Every time I find myself in a position of leadership I am very aware of this fact. They are the times in life I know that in the future I will look back fondly on, but usually not enjoy the most while I am walking through it. At least that has been my experience up until this trip to Morocco.
I am learning about patience and humility more than ever before, its constantly stretching but wonderfully rewarding.
Leading a group of 12 students, 10 girls 2 guys has a variety of challenges in and of itself, but if we add in the dynamic of being a female leader in a country where woman have little to no value, thats a whole new twist.
Not being able to walk into a cafe and order my own drink or ask for assistance, but needing to have a guy step into that role, makes me think back to the days of old, how women were daughters then wives then mothers and that was the be all and end all of their existence.
In this challenging culture, I’m fighting it with the strength God gives me every day, what I have been living by is the simple statement “I breathe therefore I pray.”
I ask God to help me love the Moroccans even when it’s hard. To love them and view them as He does.
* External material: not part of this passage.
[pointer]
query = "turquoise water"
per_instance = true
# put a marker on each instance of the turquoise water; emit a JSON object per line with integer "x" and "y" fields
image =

To see their value in His Kingdom despite the culture they know or their misunderstandings of mine.
With the oppressive religion of Islam everywhere I turn, everywhere my eyes land, I also see the infiltration of dedicated apathy and misery. I think back on Easter morning, and the excitement I had to wake up at 6am to walk down to the beach to spend time in worship and prayer, celebrating the risen King.
As we walk out the front door of our hotel we see the religious men walking like living dead out the main doors of the mosque, no joy, no excitement, no celebration on their faces just the residue of fulfilled duty.
As we see the sky turn a mix of orange and red over the mountain housing the Kasbah that is inscribed God. Country. King. We sing of how Jesus is risen and we rest in the assurance of the gift of Grace afforded us by His sacrifice. My heart is pleading that my Father would see His lost children of Morocco come to know this same gift of Grace, and learn how to live a life of freedom in knowing that they are the Beloved of the King of the Universe. I pray that they would be delivered from the chains and bondage of Islam and released into the joy and peace living in the presence of the living God.
“I breathe therefore I pray”
I am dedicated to bringing the light and love of God into this nation clouded with darkness. I am fully invested to living life fully alive, loving my team well and loving the people around me well so that Christ can shine through me and spark a curiosity that leads to the freedom of my lost brothers and sisters.
My favorite moment so far was about a week ago after we had a time of worship, prayer and sharing devotionals on the beach, a game of soccer erupted and we were joined by Amina, a young girl dressed in a full Habib. We girls joined forces and the boys had no choice but to be impressed!
Those are my most treasured moments of just living life and being “normal” people, but entering fully into the culture and opening up a space of acceptance and freedom to allow Amina to join our game on the beach.
I ask that you would join us in prayer for unity, strength and even more love for each other as we finish out the last few weeks of our time here in Morocco.